Recover from losing the quorum

Swarms are resilient to failures and can recover from temporary node failures, such as machine reboots and restart crashes, and other transient errors. However, if a swarm loses quorum, it cannot automatically recover. In such cases, tasks on existing worker nodes continue to run, but it is not possible to perform administrative tasks, such as scaling or updating services and joining or removing nodes from the swarm. The best way to recover after losing quorum is to bring the missing manager nodes back online. If that is not possible, follow the instructions below.

In a swarm of N managers, a majority (quorum) of manager nodes must always be available. For example, in a swarm with 5 managers, a minimum of 3 managers must be operational and in communication with each other. In other words, the swarm can tolerate up to (N-1)/2 permanent failures, and beyond that, requests involving swarm management cannot be processed. Such permanent failures include data corruption and hardware failure.

If you lose a quorum of managers, you cannot administer the swarm. If you have lost the quorum and you attempt to perform any management operation on the swarm, MKE issues the following error:

Error response from daemon: rpc error: code = 4 desc = context deadline exceeded

To recover from losing quorum:

If you cannot recover from losing quorum by bringing the failed nodes back online, you must run the docker swarm init command with the --force-new-cluster flag from a manager node. Using this flag removes all managers except the manager from which the command was run.

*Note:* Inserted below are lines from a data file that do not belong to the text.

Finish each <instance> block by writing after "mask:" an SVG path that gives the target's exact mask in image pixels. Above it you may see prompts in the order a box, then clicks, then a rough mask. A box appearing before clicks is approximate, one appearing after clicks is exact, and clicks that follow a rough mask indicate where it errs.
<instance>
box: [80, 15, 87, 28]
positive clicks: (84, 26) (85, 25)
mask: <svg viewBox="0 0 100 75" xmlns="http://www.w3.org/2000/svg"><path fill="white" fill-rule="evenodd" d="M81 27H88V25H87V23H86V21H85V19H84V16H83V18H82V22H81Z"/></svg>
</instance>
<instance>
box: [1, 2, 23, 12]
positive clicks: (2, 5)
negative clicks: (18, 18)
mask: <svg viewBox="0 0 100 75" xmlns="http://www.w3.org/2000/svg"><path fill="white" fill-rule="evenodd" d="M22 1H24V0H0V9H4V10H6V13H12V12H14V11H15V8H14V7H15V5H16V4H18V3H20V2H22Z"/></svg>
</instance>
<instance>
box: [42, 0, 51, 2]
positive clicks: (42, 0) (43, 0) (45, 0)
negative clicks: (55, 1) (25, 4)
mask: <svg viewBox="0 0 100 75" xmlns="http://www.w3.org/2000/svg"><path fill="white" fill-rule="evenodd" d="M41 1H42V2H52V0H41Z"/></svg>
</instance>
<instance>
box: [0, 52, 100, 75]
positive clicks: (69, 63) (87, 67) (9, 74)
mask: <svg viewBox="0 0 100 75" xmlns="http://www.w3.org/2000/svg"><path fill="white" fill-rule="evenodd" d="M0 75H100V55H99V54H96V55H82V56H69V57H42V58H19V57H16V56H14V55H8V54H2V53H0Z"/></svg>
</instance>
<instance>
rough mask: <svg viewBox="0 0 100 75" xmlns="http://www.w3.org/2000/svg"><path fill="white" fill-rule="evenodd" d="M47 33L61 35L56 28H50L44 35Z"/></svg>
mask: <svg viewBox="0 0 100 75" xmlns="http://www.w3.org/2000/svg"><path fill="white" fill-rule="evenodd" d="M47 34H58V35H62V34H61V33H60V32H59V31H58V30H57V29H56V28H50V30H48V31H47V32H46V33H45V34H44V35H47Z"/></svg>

  1. Run --force-new-cluster from the manager node you want to recover:

    docker swarm init --force-new-cluster --advertise-addr node01:2377
    
  2. Promote nodes to become managers until you have the required number of manager nodes.

The Mirantis Container Runtime where you run the command becomes the manager node of a single-node swarm, which is capable of managing and running services. The manager has all the previous information about services and tasks, worker nodes continue to be part of the swarm, and services continue running. You need to add or re-add manager nodes to achieve your previous task distribution and ensure that you have enough managers to maintain high availability and prevent losing the quorum.